Richard Pryor: Omit the Logic is a mostly fitting documentary for a comic genius. With a mix of hilarious clips and interviews, it’s lively and fun without reaching the level of insight that other documentaries may have. The build-up is fine, but the conclusion is a little weak. Filmmaker Marina Zenovich begins with the assumption that “to understand Richard, you’d have to omit the logic” and his story is mostly told in a linear fashion, as Pryor first attempts to duplicate the crossover success of Bill Cosby. Pryor’s ambitions, though, are to experiment with words and stories, including introducing the “n” word, unpacking unresolved tension and taking it right to white America.
The interview subjects as diverse including Mel Brooks, Jesse Jackson, Quincy Jones, Bob Newhart, Lily Tomlin, Robin Williams, George Lopez, and Paul Mooney — some were collaborators of Pryor, others directly influenced by his work.
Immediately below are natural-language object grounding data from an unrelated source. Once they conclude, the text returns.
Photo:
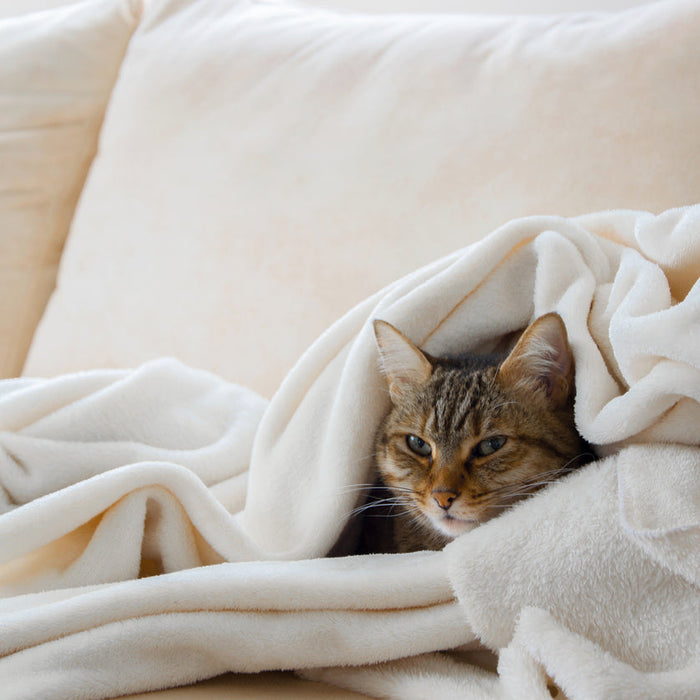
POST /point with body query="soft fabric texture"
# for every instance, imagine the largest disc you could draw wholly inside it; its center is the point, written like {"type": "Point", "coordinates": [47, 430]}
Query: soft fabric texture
{"type": "Point", "coordinates": [263, 167]}
{"type": "Point", "coordinates": [593, 582]}
{"type": "Point", "coordinates": [57, 70]}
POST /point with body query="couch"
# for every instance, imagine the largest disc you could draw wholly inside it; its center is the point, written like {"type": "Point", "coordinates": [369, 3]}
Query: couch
{"type": "Point", "coordinates": [220, 182]}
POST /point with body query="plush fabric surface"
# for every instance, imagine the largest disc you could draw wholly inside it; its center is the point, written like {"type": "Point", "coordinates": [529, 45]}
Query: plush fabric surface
{"type": "Point", "coordinates": [56, 73]}
{"type": "Point", "coordinates": [263, 167]}
{"type": "Point", "coordinates": [111, 475]}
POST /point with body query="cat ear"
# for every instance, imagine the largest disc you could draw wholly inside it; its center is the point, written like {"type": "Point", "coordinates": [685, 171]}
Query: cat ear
{"type": "Point", "coordinates": [404, 365]}
{"type": "Point", "coordinates": [541, 361]}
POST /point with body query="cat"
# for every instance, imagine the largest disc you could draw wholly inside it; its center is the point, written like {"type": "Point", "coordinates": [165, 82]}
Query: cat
{"type": "Point", "coordinates": [468, 436]}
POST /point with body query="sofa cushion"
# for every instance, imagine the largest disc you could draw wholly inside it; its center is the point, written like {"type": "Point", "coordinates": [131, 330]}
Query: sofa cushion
{"type": "Point", "coordinates": [57, 69]}
{"type": "Point", "coordinates": [264, 166]}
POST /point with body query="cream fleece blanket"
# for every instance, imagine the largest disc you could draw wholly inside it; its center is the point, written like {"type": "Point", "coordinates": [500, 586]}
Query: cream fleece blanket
{"type": "Point", "coordinates": [109, 476]}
Haunted by demons of the past, including his awful childhood (which accounts for his multiple marriages) we learn from Paul Schrader and others that Pryor’s demons haunted him throughout his career. We witness Pryor’s performance at a benefit for gay issues, Star Spangled Night, in which he calls out the gay community for remaining silent on the issues of black civil rights.
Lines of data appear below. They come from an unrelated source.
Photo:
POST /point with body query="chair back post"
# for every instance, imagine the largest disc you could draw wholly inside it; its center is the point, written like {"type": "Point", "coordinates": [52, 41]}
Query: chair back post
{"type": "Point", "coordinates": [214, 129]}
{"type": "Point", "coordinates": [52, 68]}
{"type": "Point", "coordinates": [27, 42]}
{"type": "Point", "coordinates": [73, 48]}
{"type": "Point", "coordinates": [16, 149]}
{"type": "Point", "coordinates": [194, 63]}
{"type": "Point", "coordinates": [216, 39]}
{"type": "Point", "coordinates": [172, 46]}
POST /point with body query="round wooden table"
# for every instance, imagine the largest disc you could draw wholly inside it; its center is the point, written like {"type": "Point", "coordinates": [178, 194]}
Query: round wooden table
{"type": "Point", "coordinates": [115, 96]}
As we learn, Pryor spirals downwards early on as an addict of freebase cocaine, leading to incident that signs rock bottom; he lights himself on fire, and lives, recovering and continuing to find success, until he succumbed to MS. Zenovich tells this story with the energy it requires, keeping up a speedy pace for much of its 85 minute running time, leaving for rarely a dull moment. It’s conflicted about its subject and admirably doesn’t shy away from his demons, even if it’s only scratching the surface.
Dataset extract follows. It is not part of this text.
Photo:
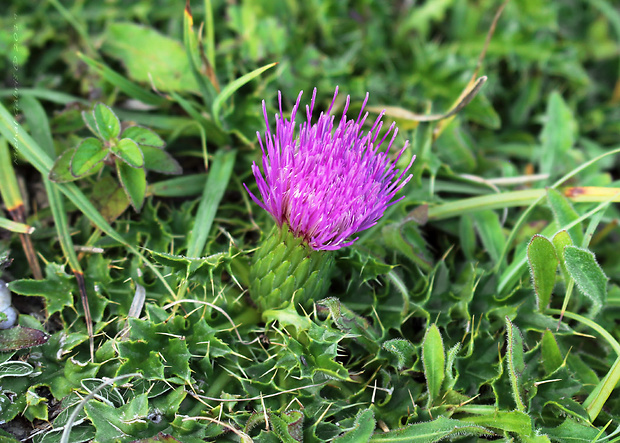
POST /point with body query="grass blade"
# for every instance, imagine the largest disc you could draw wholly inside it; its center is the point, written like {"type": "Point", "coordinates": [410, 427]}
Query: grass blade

Omitting the logic would certainly seem fitting: the film approaches its subject with this thesis, one that in such ways guarantees there are no easy answers, no neat revaluations and thus its harder to drawn conclusions. The triumphant moments are overshadowed by the demons and while this is by no means a definitive statement on black performers, it has the ability to inspire. Pryor broke down barriers in his life and career without compromise. Made for TV by Showtime, the film doesn’t quite inspire the same level of insight the best documentaries about performance do, despite the presence of diverse voices on Pryor, but it’s an entertaining documentary that feels more like an E! True Hollywood Story than a riveting theatrical documentary.